U.S. mentors here are accompanied by armed “guardian angels” when entering the Afghan military base. “It’s a threat to both sides,” Smith said of insider attacks. “We talk openly about it.”
At the ramshackle Afghan base, a former U.S. special forces compound made of concrete, plywood and prefab structures, Scarborough and Hamidullah commiserated about the broken-down Humvees. The Afghans’ Ford Ranger pickups, the backbone of Afghan military mobility, were in only slightly better shape. Forty percent were out of service, awaiting parts and trained mechanics.
The Afghans’ reliance on American backup forces is another issue. Asked why Hamidullah had requested U.S. help on some occasions rather than send his own quick-reaction force, Scarborough paused and said, “Good question.”
He thought for a moment, then said: “It’s not a matter of their capability. It’s showing we’re here in support of them.... He’s going to call whoever he knows will come in heavy and help him.”
The goal, Scarborough said, is to show the Afghans how a quick-reaction force should respond. Ideally, Hamidullah will help train other commanders to prepare similar forces, he said.
Afghan soldiers here are Taliban targets. In November, a massive truck bomb exploded outside the office in Maidan Shahr, where the army, police, district officials, U.S. advisors and the national spy agency hold meetings. Three Afghan soldiers and two civilians were killed, Hamidullah said.

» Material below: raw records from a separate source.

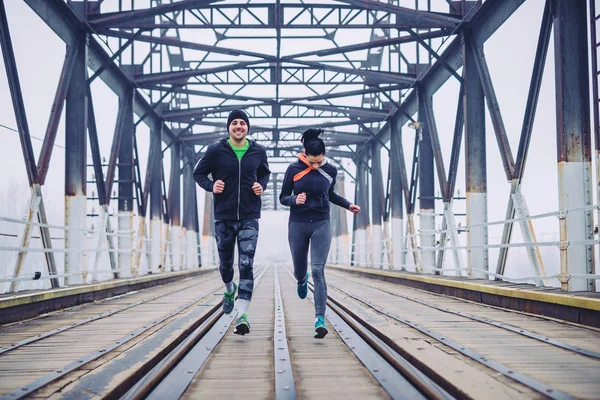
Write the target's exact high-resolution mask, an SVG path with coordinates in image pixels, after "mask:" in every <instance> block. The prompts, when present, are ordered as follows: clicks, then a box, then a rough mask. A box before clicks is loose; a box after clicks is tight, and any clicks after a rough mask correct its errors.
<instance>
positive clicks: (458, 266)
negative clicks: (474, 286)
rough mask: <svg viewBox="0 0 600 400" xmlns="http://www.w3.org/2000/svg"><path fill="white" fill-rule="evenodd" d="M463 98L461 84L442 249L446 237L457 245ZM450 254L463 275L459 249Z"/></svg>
mask: <svg viewBox="0 0 600 400" xmlns="http://www.w3.org/2000/svg"><path fill="white" fill-rule="evenodd" d="M464 116H465V115H464V98H463V86H462V85H461V87H460V89H459V92H458V106H457V107H456V119H455V124H454V137H453V139H452V151H451V154H450V165H449V166H448V179H447V183H448V188H447V198H448V202H447V203H445V204H444V217H443V219H442V230H447V231H448V232H442V234H441V235H440V248H441V249H444V248H445V247H446V243H447V242H448V238H449V239H450V245H451V246H452V247H459V246H460V243H459V241H458V231H457V230H456V229H455V228H456V221H455V218H454V211H453V209H452V203H453V200H454V188H455V187H456V176H457V175H458V174H457V170H458V160H459V158H460V146H461V144H462V136H463V128H464V121H465V118H464ZM438 255H439V256H438V259H437V267H438V269H442V268H443V266H444V258H445V251H443V250H441V251H440V252H439V253H438ZM452 255H453V258H454V267H455V268H456V269H458V270H459V271H458V275H463V273H462V271H461V269H462V267H463V265H464V263H463V260H462V257H461V255H460V251H459V249H456V248H455V249H453V250H452Z"/></svg>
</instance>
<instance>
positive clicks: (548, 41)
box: [496, 0, 553, 284]
mask: <svg viewBox="0 0 600 400" xmlns="http://www.w3.org/2000/svg"><path fill="white" fill-rule="evenodd" d="M550 6H551V4H550V0H548V1H546V6H545V8H544V14H543V16H542V24H541V26H540V34H539V39H538V44H537V50H536V54H535V60H534V63H533V71H532V73H531V82H530V85H529V94H528V96H527V104H526V106H525V115H524V116H523V125H522V127H521V138H520V140H519V148H518V150H517V158H516V160H515V176H514V179H513V181H512V184H511V190H510V196H509V198H508V206H507V209H506V218H505V219H506V220H510V219H513V218H514V217H515V213H516V211H517V210H516V208H515V204H514V202H513V196H514V197H520V193H519V192H520V185H521V180H522V179H523V175H524V172H525V164H526V161H527V155H528V152H529V144H530V141H531V134H532V132H533V123H534V120H535V117H536V111H537V104H538V99H539V96H540V91H541V87H542V77H543V74H544V66H545V65H546V55H547V53H548V47H550V37H551V34H552V20H553V17H552V14H551V11H550V8H551V7H550ZM523 200H524V198H523ZM523 204H524V203H523ZM524 225H526V228H527V229H522V232H523V235H524V237H527V236H529V237H530V238H531V240H529V239H527V240H526V241H527V242H534V241H535V232H534V230H533V224H532V221H531V220H529V221H525V223H521V227H522V228H524V227H525V226H524ZM512 230H513V223H512V222H508V223H506V224H505V225H504V229H503V232H502V244H507V243H510V239H511V236H512ZM508 251H509V247H502V248H500V252H499V255H498V263H497V266H496V273H497V274H502V275H503V274H504V270H505V268H506V261H507V259H508ZM527 255H528V256H529V259H530V262H531V264H532V265H533V266H534V270H535V272H534V273H537V274H540V275H546V273H545V269H544V264H543V260H542V255H541V252H540V248H539V247H537V246H536V247H530V248H527ZM496 279H498V278H496ZM536 283H537V284H539V283H541V282H536Z"/></svg>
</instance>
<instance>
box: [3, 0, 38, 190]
mask: <svg viewBox="0 0 600 400" xmlns="http://www.w3.org/2000/svg"><path fill="white" fill-rule="evenodd" d="M0 44H1V45H2V46H1V47H2V59H3V60H4V66H5V68H6V77H7V78H8V86H9V88H10V95H11V99H12V103H13V109H14V112H15V119H16V120H17V130H18V131H19V139H20V140H21V150H22V151H23V157H24V159H25V169H26V171H27V178H28V180H29V186H33V184H34V183H38V176H37V168H36V165H35V155H34V153H33V146H32V144H31V136H30V134H29V125H28V123H27V114H26V113H25V105H24V102H23V93H22V92H21V83H20V81H19V72H18V70H17V63H16V61H15V53H14V51H13V46H12V41H11V38H10V29H9V28H8V20H7V18H6V9H5V7H4V0H0Z"/></svg>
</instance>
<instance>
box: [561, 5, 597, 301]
mask: <svg viewBox="0 0 600 400" xmlns="http://www.w3.org/2000/svg"><path fill="white" fill-rule="evenodd" d="M552 13H553V16H554V54H556V55H557V56H556V57H555V64H556V66H555V74H556V85H555V87H556V116H557V121H556V125H557V140H558V145H557V150H558V155H557V160H558V185H559V208H560V211H561V215H560V223H559V226H560V240H561V243H563V245H561V248H560V269H561V274H564V276H565V277H564V279H562V281H561V287H562V289H563V290H568V291H569V292H571V291H592V292H593V291H595V281H594V280H593V279H573V278H570V277H569V274H594V271H595V267H594V246H593V245H592V244H577V243H573V242H577V241H579V242H581V241H591V240H593V239H594V233H593V230H594V227H593V211H592V210H591V209H589V210H585V211H572V210H573V209H575V208H583V207H589V206H591V204H592V187H591V180H592V165H591V152H592V148H591V147H592V146H591V134H590V117H591V115H590V101H589V95H590V93H589V90H590V85H589V83H590V81H589V68H588V51H589V48H588V38H587V13H586V4H585V2H584V1H576V2H573V1H568V0H552Z"/></svg>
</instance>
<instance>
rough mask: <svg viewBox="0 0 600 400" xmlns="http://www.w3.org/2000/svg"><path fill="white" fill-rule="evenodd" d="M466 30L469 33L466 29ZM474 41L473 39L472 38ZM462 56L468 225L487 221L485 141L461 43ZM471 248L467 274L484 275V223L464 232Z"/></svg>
mask: <svg viewBox="0 0 600 400" xmlns="http://www.w3.org/2000/svg"><path fill="white" fill-rule="evenodd" d="M466 34H470V33H469V32H467V33H466ZM471 42H474V41H471ZM463 60H464V67H463V68H464V73H463V74H464V83H463V86H464V89H463V90H464V112H465V159H466V171H465V175H466V190H467V199H466V207H467V226H471V225H474V224H486V223H487V219H488V217H487V162H486V143H485V99H484V95H483V87H482V85H481V80H480V76H479V72H478V70H477V66H476V64H475V59H474V56H473V54H472V52H471V51H470V50H469V49H468V48H466V45H464V47H463ZM467 241H468V245H469V246H477V247H473V248H471V249H470V251H469V252H468V256H467V268H468V271H467V272H468V276H469V277H470V278H481V279H487V278H488V277H487V275H486V274H485V273H483V272H482V271H474V270H473V269H479V270H484V271H488V270H489V265H488V249H487V248H483V247H481V246H486V245H487V244H488V228H487V226H477V227H473V228H470V229H469V231H468V232H467Z"/></svg>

On a recent cold, windy morning, Hamidullah gathered 100 soldiers for a mission he had planned with no American involvement. Scarborough was not present as the Afghans mounted machine guns on Humvees and Rangers, and then lined up with assault rifles.
Hamidullah was sending his men, along with 40 police officers and 10 agents from the government spy agency, the National Directorate of Security, into three nearby villages. They planned to search for Taliban fighters, weapons and bomb-making materials.
The colonel delivered a stirring speech. He told his men they represented the will of the people. He ordered them to respond to enemy attacks only after making sure that no civilians were in the line of fire.
“This is a blessed operation,” he told them. “We are soldiers. We love our country. God is with us.”
Over the next several hours, the force cleared the three villages, detaining two suspected insurgents. There was no gunfire, but a homemade bomb exploded, wounding two soldiers.
Many more such operations lie ahead for Hamidullah as he takes on full responsibility for trying to hold the Taliban at bay.
Hamidullah has a wife, a son and two daughters in nearby Kabul. He has brothers in Canada and cousins in San Francisco. He said he wants to help build a stable, secure Afghanistan for his wife and children.
“For now, I am staying in Afghanistan,” the colonel said. “But later, if the situation in Afghanistan is bad for me and my family, maybe I’ll go to Canada too.”